The lump-sum tax is the sum of the lump-sum advances. The monthly lump-sum advance for 2021 is set at CZK 5 469. The lump-sum advance includes an advance on health insurance premiums in the amount of CZK 2 393, an advance on pension insurance premiums in the amount of CZK 2 976 and an advance on income tax in the amount of CZK 100. Lump-sum advances are paid monthly for the entire period during which the taxpayer is on a lump-sum basis. The lump-sum advance is paid into the bank account of the locally competent tax administrator.
Any specific information for employees, self-employed persons, posted workers from other EU countries
The tax base from a dependent activity (partial tax base) is the income from a dependent activity. No expenses can be claimed for income from a dependent activity.
In the case of income from independent activities, the partial tax base is the amount by which the income accruing to the taxpayer in the tax period exceeds the expenses demonstrably incurred to reach, secure and maintain it. These expenses can be claimed either in a proven amount or in a lump sum (the amount corresponds to a certain percentage of income and is limited by an absolute amount). Thus, a lump-sum expenditure of 80% can be claimed for income from self-employment; max. CZK 1 600 000, 60%; max. CZK 1 200 000, 40%; max. CZK 800 000 and 30%; max. CZK 600 000 depending on the type of activity from which the income flows.

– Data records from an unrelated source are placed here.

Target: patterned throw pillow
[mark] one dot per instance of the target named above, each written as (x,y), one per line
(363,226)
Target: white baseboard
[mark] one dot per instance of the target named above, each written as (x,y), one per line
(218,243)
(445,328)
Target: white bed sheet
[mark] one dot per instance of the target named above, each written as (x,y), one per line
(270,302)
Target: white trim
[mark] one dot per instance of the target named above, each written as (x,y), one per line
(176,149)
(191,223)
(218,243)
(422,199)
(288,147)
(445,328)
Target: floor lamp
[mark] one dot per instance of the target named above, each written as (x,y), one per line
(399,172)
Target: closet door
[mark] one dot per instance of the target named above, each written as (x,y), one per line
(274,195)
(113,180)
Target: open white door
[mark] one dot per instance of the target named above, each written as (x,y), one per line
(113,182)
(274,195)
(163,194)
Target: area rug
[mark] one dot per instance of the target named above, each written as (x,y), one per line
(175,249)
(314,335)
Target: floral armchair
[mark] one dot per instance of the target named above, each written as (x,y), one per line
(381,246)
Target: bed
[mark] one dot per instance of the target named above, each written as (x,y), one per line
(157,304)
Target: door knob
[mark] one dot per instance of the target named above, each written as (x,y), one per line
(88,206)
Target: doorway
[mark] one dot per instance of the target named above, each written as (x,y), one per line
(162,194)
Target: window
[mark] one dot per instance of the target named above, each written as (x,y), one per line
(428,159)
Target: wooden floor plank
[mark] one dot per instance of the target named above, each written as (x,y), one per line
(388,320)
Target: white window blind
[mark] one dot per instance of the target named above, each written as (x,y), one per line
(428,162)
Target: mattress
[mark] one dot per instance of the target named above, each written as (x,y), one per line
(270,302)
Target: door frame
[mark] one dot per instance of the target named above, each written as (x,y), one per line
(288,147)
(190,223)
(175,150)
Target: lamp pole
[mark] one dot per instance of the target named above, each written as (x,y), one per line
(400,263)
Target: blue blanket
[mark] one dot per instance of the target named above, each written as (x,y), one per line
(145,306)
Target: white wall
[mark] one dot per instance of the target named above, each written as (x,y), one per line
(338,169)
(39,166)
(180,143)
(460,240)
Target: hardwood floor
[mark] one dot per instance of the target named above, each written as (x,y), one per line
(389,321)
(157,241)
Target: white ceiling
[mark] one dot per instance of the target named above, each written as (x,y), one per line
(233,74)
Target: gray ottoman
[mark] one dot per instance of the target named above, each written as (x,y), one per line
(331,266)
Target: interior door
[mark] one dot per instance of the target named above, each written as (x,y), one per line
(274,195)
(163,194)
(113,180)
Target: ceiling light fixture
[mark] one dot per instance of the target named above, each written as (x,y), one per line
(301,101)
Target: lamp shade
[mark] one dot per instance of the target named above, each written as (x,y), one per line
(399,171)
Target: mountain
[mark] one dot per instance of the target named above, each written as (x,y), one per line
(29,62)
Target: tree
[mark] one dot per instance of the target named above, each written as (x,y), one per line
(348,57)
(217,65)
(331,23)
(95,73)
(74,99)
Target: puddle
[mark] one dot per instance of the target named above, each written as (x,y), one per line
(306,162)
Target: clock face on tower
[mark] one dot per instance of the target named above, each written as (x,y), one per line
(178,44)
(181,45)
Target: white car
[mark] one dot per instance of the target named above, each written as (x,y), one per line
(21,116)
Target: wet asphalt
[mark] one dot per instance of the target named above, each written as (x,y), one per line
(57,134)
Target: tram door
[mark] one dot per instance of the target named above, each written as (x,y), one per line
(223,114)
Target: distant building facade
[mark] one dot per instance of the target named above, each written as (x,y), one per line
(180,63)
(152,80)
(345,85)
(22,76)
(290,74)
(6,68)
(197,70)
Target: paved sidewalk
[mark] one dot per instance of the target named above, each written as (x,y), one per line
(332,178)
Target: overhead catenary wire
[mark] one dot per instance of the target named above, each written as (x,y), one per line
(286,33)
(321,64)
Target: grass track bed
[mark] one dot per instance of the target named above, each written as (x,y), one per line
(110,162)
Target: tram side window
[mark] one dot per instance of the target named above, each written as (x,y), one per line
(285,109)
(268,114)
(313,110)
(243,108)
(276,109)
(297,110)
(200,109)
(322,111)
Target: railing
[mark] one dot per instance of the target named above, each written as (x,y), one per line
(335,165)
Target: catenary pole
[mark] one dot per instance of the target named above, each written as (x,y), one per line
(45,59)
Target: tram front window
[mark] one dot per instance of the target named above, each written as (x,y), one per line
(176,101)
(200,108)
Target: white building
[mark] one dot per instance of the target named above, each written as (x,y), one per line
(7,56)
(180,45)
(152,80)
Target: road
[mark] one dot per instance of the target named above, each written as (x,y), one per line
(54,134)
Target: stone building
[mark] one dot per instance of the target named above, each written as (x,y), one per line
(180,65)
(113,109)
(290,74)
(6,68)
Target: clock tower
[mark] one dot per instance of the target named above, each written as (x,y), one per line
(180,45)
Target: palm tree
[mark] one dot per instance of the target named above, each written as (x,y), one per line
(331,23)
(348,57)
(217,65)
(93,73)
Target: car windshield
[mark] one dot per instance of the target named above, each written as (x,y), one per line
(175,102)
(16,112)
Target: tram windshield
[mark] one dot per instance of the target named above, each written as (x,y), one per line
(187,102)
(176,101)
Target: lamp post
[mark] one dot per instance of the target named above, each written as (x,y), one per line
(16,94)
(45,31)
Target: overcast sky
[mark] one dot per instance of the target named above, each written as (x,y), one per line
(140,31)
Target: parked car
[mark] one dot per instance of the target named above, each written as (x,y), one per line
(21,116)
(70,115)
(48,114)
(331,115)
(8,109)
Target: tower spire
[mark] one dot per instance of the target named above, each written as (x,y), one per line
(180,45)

Information on how to appeal a tax assessment
The conditions for filing an appeal against a decision on the determination of income tax are regulated in the Income Tax Act with the supporting application of the Tax Code.
The submission is made to the relevant tax administrator whose decision has been attacked in the appeal. In the case of income taxes this is the competent tax office.
The competence of the tax administrator is in principle determined by the registered offices or residence of the taxpayer, or payer of tax, unless one of the tax laws states otherwise.